# Looking for ideas



## 1stout (Oct 25, 2004)

I am looking for a place to hunt in a couple weeks (I have never been to SD pheasant hunting) and was researching the Aberdeen area. What I was wondering is this,
-is this a good area to hunt this year
-is there any public land around or do I need to pay to hunt on private land
-I'll probably be going myself unless I can talk my girlfriend into coming along to help drive so I was planning on hoteling it (any other ideas)?
-is there just anything else in general that I should know.
I have a young dog that I really want to get out onto some birds. 
Thank You for any ideas and suggestions.

Michael


----------



## mburgess (Aug 11, 2003)

I've hunted this area quite a few times. Pheasant hunting in SD is BIG business. To be honest I haven't had real good luck hunting in this area. There are tons of birds!! It is really hard to get on land and I have some connections and still have extreme difficulty. The public stuff and walk in areas are worthless by now. The one rooster that still exists on this stuff is so skittish by now that you drive by the land slowly and he is off and flying. I'd go down there a day early and just scout and try to get to know some landowners and get on some private land. Don't be suprised if you hear 20 no's before you here one yes. Good luck!
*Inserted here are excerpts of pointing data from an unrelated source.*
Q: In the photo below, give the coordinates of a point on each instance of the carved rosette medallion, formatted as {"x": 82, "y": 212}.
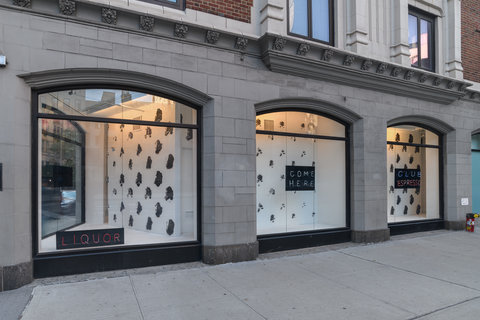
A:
{"x": 348, "y": 60}
{"x": 109, "y": 15}
{"x": 366, "y": 64}
{"x": 180, "y": 30}
{"x": 212, "y": 36}
{"x": 147, "y": 23}
{"x": 303, "y": 49}
{"x": 327, "y": 54}
{"x": 23, "y": 3}
{"x": 395, "y": 72}
{"x": 382, "y": 67}
{"x": 67, "y": 7}
{"x": 279, "y": 43}
{"x": 409, "y": 74}
{"x": 241, "y": 43}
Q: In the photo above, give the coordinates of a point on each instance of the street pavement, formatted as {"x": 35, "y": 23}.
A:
{"x": 433, "y": 275}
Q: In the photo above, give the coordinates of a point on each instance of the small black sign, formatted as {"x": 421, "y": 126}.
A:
{"x": 407, "y": 178}
{"x": 299, "y": 178}
{"x": 89, "y": 238}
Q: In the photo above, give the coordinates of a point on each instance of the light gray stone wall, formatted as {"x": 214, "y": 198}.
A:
{"x": 236, "y": 83}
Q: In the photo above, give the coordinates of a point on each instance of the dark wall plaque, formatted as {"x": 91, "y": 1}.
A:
{"x": 407, "y": 178}
{"x": 299, "y": 178}
{"x": 89, "y": 238}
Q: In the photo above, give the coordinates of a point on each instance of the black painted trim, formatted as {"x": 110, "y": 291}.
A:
{"x": 59, "y": 265}
{"x": 290, "y": 241}
{"x": 415, "y": 226}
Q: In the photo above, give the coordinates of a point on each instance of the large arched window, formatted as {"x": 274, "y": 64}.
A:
{"x": 413, "y": 174}
{"x": 301, "y": 173}
{"x": 114, "y": 167}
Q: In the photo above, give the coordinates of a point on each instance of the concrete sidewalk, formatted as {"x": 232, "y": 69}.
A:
{"x": 424, "y": 276}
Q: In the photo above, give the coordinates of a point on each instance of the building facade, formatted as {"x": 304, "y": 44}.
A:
{"x": 143, "y": 133}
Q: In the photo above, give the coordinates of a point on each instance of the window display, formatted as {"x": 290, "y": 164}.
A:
{"x": 412, "y": 174}
{"x": 301, "y": 173}
{"x": 123, "y": 172}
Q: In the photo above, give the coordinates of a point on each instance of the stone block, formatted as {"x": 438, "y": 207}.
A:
{"x": 127, "y": 53}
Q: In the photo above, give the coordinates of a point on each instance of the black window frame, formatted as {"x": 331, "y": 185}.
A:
{"x": 179, "y": 4}
{"x": 310, "y": 31}
{"x": 422, "y": 15}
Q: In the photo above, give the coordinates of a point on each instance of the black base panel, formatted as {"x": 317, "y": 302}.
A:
{"x": 303, "y": 240}
{"x": 60, "y": 265}
{"x": 417, "y": 226}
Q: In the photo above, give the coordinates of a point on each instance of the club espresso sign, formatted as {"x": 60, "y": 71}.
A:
{"x": 407, "y": 178}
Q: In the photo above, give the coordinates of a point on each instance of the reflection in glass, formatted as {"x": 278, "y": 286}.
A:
{"x": 413, "y": 39}
{"x": 321, "y": 20}
{"x": 299, "y": 17}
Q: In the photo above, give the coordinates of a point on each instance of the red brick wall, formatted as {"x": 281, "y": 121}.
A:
{"x": 233, "y": 9}
{"x": 471, "y": 39}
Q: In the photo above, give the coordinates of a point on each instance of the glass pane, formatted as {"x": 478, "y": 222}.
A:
{"x": 426, "y": 44}
{"x": 117, "y": 104}
{"x": 412, "y": 134}
{"x": 413, "y": 39}
{"x": 61, "y": 163}
{"x": 300, "y": 122}
{"x": 301, "y": 184}
{"x": 321, "y": 20}
{"x": 417, "y": 168}
{"x": 139, "y": 178}
{"x": 298, "y": 12}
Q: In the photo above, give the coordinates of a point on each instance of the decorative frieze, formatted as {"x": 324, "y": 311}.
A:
{"x": 279, "y": 43}
{"x": 180, "y": 30}
{"x": 147, "y": 23}
{"x": 303, "y": 49}
{"x": 109, "y": 15}
{"x": 23, "y": 3}
{"x": 212, "y": 36}
{"x": 67, "y": 7}
{"x": 241, "y": 43}
{"x": 348, "y": 60}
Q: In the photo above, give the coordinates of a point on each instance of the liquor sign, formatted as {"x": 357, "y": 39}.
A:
{"x": 298, "y": 178}
{"x": 89, "y": 238}
{"x": 407, "y": 178}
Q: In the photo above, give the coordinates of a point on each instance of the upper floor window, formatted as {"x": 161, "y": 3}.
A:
{"x": 311, "y": 19}
{"x": 421, "y": 40}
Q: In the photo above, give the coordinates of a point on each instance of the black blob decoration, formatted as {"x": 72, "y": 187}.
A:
{"x": 149, "y": 162}
{"x": 149, "y": 223}
{"x": 170, "y": 227}
{"x": 148, "y": 193}
{"x": 158, "y": 146}
{"x": 158, "y": 179}
{"x": 158, "y": 209}
{"x": 189, "y": 134}
{"x": 138, "y": 182}
{"x": 170, "y": 161}
{"x": 169, "y": 194}
{"x": 159, "y": 115}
PS: If you do get on some private land it may only take one walk with a good dog and you'll have your limit early. Private land in SD had always yielded a good number of roosters to me. The trick is getting on it.


----------



## mallardhunter (May 15, 2004)

Most of the guys around here want some $$$ before they let you hunt on their land. Some people might let you hunt. There is tons of birds around here. Good luck


----------



## deacon (Sep 12, 2003)

The later you go the better chance of getting on land, some areas do have some good public land, keep the refuges in mind that open in December.


----------



## Bobm (Aug 26, 2003)

1Stout how are the grouse doing in Northern Wisconsin this year?


----------



## 1stout (Oct 25, 2004)

The grouse have been at the bottom of their cycle for a couple years now. Only saw 3 last weekend in bayfield county and they were all in one group. Also the ducks haven't come down yet so not much was going on last weekend.


----------



## Bobm (Aug 26, 2003)

Thanks


----------



## Remmi_&amp;_I (Dec 2, 2003)

Don't go to Aberdeen :eyeroll: PEMBINA is where it's at !! :bartime:


----------